In the wake of the third, “significant and sustained” cyber attack on a FTSE 250-listed UK company on Wednesday 21st October, TalkTalk is advising all of its 4 million subscribers that their personal data (including names, addresses, dates of birth, phone numbers, emails PLUS acount information, credit card and banking details) may have been breached. The company is offering 1 year’s free credit monitoring for this latest breach, but it has not been a good period to have this toxic trading name. TalkTalk suffered a sophisticated email scam in February 2015 which they claim was due to a third party contractor who had legitimate access to its customers’ data and in December 2014, the Guardian reported a possible data breach emanating from one of its Indian call centres, leaving some customers out of pocket by several thousand pounds and their banks offloading responsibility claiming the victims caused their losses by allowing the fraudsters illegal access through nefarious means.
The Information Commissioner’s Officer (ICO) started investigations into the hacking of Carphone Warehouse (owned by Dixons Carphone plc) in August affecting 2.4 million users and earlier this month, credit rating agency, Experian PLC’s North American unit was subject to a breach comprising the data of clients of US mobile carrier T-mobile USA Inc, affecting 15 million US customers and with reports of cyber offences reaching over 625,000 every month this Summer.
The Metropolitan Police Cyber Crime Unit has launched its investigation into the TalkTalk attack on its website.

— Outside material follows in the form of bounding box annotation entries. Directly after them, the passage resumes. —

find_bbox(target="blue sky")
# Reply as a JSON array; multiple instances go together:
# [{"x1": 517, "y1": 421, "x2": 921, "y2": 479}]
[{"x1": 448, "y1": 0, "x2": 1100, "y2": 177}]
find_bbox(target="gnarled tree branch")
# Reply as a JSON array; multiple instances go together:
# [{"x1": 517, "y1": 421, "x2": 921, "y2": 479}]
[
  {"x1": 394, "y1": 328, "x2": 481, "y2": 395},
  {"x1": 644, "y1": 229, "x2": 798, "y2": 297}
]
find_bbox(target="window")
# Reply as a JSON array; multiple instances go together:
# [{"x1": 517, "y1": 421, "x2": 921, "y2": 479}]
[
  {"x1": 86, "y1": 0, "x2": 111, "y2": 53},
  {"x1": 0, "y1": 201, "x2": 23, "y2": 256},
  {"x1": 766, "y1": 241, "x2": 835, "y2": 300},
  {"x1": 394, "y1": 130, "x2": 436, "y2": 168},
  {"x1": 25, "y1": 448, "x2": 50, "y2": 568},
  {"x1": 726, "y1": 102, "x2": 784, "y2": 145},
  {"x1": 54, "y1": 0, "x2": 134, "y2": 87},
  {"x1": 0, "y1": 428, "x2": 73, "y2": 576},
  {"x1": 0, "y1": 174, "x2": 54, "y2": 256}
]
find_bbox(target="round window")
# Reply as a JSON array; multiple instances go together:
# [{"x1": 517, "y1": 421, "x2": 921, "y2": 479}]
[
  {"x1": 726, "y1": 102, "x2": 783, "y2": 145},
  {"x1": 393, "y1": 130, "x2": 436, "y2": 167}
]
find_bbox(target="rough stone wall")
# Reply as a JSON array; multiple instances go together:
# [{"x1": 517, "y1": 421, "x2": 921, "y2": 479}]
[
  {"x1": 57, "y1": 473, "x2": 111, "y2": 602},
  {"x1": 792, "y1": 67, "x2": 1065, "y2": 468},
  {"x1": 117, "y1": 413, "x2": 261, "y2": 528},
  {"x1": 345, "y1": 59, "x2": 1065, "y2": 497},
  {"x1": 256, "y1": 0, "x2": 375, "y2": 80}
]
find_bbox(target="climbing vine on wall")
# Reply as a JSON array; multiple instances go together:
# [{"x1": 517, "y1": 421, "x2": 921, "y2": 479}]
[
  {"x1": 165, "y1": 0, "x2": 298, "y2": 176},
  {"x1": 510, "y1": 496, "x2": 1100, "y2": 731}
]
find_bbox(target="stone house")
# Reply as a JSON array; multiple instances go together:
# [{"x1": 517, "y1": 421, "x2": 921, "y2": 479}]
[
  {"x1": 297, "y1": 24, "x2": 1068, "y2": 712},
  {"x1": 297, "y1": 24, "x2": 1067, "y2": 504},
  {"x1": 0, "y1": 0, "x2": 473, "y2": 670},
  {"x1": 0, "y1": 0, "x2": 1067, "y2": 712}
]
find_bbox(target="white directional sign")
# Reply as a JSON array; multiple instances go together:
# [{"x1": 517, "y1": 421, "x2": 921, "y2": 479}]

Whilst TalkTalk’s CEO Dido Harding has confirmed that its website is now secure again and that TV, broadband, mobile and phone services have not been affected by the attack, its sales website and “My Account” bill checking services site have yet to be restored. TalkTalk’s assurances about the seeming normality of service provision offers little comfort to its concerned customer base, few of whom will be surprised to hear the corporate has lost 10% in its share price within 24 hours of the bad news. Claims have emerged today on BBC Radio 4’s Today programme that a Russian Islamist group had posted online that they were responsible for the attack. This is being investigated by the authorities, though TalkTalk are currently refusing to comment on this.
So where does this leave TalkTalk customers?
• Anyone who is victim of a cyber attack should maintain diligent monitoring of their bank and credit cards over several months to spot any suspicious transactions. It may not necessarily be sudden and dramatic large scale financial losses that occur; there is an emerging trend for small scale withdrawals following hacks, far less eye-catching to the unwary consumer, but necrotic and damaging over the long term as part of a sustained syphoning of funds.
• Customers may be contacted by new 3rd party fraudsters, cashing in on the TalkTalk attack and contacting their already vulnerable customer base to gain access to their accounts, purporting to be TalkTalk staff trying to fix things. No real TalkTalk staff would demand direct account details over the phone – and this should set alarm bells ringing.
Cyber Precautions for Enterprise
For any company, it is imperative to have good process and policy safeguards with up to date malware and antivirus software installed, to wrap around the company’s data, users and applications. However, in addition to this, commodity-based companies using the web to transact with the public and taking personal details and financial information, would be well advised to consider separating out the hosting of their website on a separate server to the main business server – and even having two different companies supplying this service to offer added security and peace of mind. This would increase resilience, but of course is only step one for the data controller, step two is ensuring that the data is compliant ahead of the EU’s General Data Protection Regulation (GPDR) which comes into force in 2017.